The decision last month by Defense Secretary Leon E. Panetta to allow women in ground-combat roles may have surprised the public. But since the draft ended in 1973, the Pentagon has been steadily expanding the role of women — who now make up 14 percent of our armed forces — across all of the services. Women were progressively integrated into the regular forces as the Pentagon dismantled the gender-segregated units that had existed at least since World War II.

But because of outmoded Pentagon bureaucratic regulations, the military failed to reform its personnel assignment policies, even as more and more women came into the line of fire, with the emergence of “asymmetrical warfare.” Consequently, military women have been denied formal recognition for their combat experience, even though they have served as medics and intelligence officers, participated in convoys, accompanied infantry troops and searched civilians. These are just a few examples of the varied roles that have exposed women soldiers to hostile forces and armed combat, despite the official policies that insisted that women be assigned exclusively to noncombat jobs.

Making matters worse, a structural military “brass ceiling” has frozen women’s leadership potential, because female officers with real but unacknowledged combat experience were effectively denied career advancement and training.

In 2011, the Pentagon’s Military Leadership Diversity Commission recommended eliminating combat exclusion policies for women in order to remove structural barriers and open traditionally closed doors, especially in assignments. As with the issue of gays in the military, which was studied for decades, the Diversity Commission’s recommendations followed numerous reports over the years finding that women were qualified to serve in an ever-expanding number of roles. In 2007 the RAND Corporation studied the issue; other reports have been conducted by the Presidential Commission on the Assignment of Women in the Armed Forces and the Defense Advisory Commission on Women in the Services, which was established in 1951. All reports found that women were making important contributions to the military readiness of the United States. The only barrier to their service has been an equal opportunity to compete.

The lifting of the ban, which will not be fully phased in until 2016, was made with the unanimous support of the Joint Chiefs of Staff and its chairman, Gen. Martin E. Dempsey.

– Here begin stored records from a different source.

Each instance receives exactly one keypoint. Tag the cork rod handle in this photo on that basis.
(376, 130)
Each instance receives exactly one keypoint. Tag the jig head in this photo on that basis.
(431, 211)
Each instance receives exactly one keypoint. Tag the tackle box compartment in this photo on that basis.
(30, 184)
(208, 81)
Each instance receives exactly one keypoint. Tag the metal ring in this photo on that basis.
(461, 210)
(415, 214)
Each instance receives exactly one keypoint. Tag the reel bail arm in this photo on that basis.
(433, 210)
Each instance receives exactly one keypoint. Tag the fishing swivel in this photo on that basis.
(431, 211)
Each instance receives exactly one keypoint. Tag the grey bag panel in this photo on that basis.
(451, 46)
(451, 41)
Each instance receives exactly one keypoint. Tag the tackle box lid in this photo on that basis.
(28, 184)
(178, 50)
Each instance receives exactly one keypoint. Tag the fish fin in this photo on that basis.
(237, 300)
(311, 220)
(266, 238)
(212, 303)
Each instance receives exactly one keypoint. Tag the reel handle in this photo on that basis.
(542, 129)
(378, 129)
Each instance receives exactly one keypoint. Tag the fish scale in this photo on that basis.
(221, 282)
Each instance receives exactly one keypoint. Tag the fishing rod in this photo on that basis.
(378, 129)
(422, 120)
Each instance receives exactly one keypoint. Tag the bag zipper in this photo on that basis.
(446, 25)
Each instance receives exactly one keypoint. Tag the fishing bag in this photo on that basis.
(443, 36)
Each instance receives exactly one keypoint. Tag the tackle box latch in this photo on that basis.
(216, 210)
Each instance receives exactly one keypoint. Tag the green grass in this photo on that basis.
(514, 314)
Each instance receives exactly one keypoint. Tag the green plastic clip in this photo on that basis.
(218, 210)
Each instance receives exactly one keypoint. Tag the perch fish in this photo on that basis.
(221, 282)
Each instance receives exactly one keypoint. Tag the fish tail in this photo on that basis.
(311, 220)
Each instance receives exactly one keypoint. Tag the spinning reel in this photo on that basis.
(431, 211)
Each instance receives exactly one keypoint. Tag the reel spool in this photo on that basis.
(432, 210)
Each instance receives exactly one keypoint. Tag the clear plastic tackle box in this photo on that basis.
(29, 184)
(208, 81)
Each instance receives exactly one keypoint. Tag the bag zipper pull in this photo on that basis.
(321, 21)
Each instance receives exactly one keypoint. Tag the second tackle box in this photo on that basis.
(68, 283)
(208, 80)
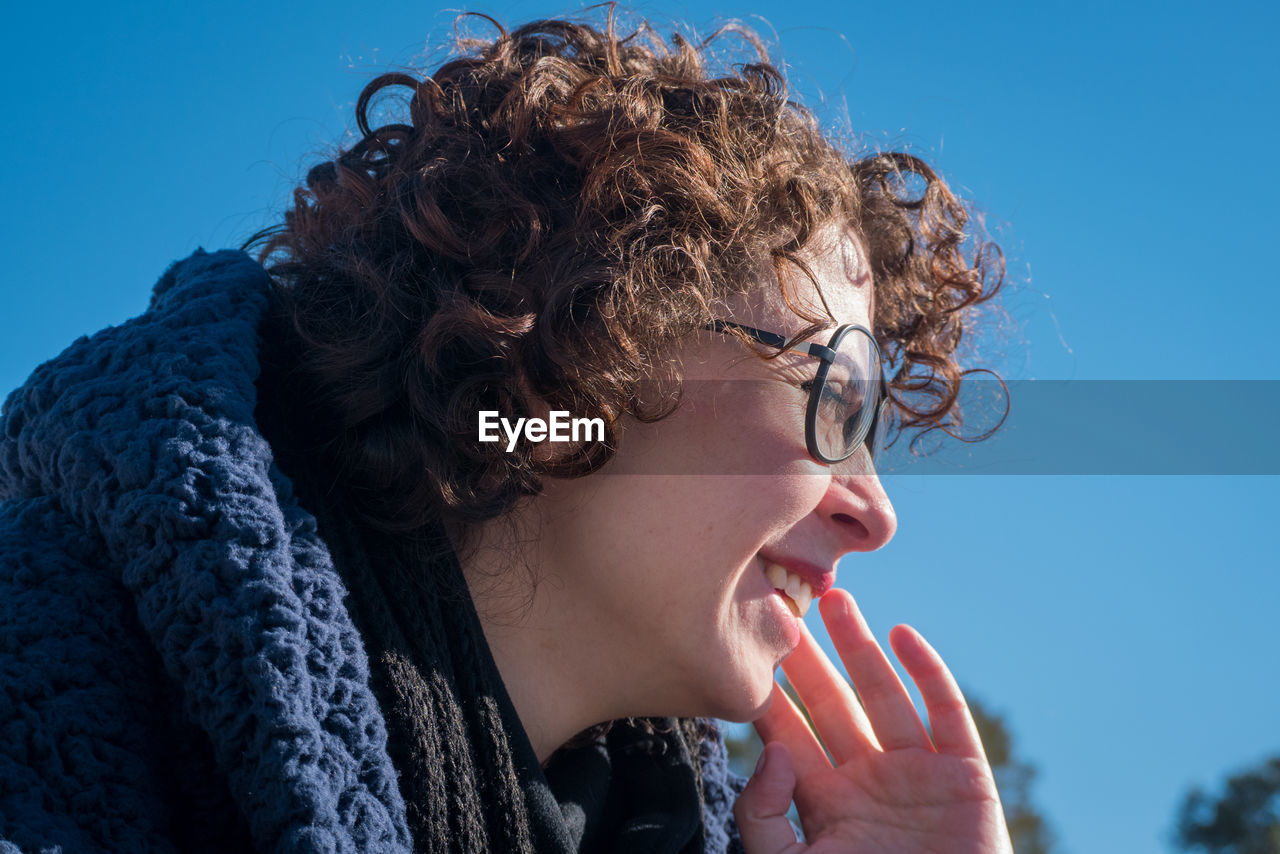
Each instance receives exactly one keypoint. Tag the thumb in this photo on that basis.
(760, 811)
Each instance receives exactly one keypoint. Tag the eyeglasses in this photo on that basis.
(848, 397)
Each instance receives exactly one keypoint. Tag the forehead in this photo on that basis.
(841, 287)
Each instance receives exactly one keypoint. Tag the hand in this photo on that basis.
(891, 789)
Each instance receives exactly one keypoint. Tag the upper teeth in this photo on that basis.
(798, 589)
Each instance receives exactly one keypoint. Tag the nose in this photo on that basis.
(856, 507)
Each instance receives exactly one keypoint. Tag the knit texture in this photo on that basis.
(178, 667)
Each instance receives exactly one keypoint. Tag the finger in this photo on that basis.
(888, 706)
(760, 811)
(784, 722)
(950, 718)
(830, 700)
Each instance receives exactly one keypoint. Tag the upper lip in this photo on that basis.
(818, 579)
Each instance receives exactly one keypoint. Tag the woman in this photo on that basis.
(269, 587)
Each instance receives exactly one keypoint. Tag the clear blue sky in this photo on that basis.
(1125, 158)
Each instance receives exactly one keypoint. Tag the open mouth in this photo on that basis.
(794, 590)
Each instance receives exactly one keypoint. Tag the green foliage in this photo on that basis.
(1027, 826)
(1244, 820)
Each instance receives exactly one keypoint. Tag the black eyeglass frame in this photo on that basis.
(827, 357)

Because women are central to the continued effectiveness of America’s military force and have proved themselves to be vital to combat and unit effectiveness, lifting the combat ban is a belated but essential step. And as I argued in my Op-Ed article in 1992, the military’s high standards for mental acuity and physical fitness should not be diminished to integrate women into combat units.

With this momentous shift, America once again reaffirms its core values of equality and respect — values predicated upon a person’s capabilities and demonstrated competence, not an immutable characteristic like gender. This is good for our military, and our country too.

Tanya L. Domi, a former Army captain, is the director of media relations at the Graduate Center of the City University of New York.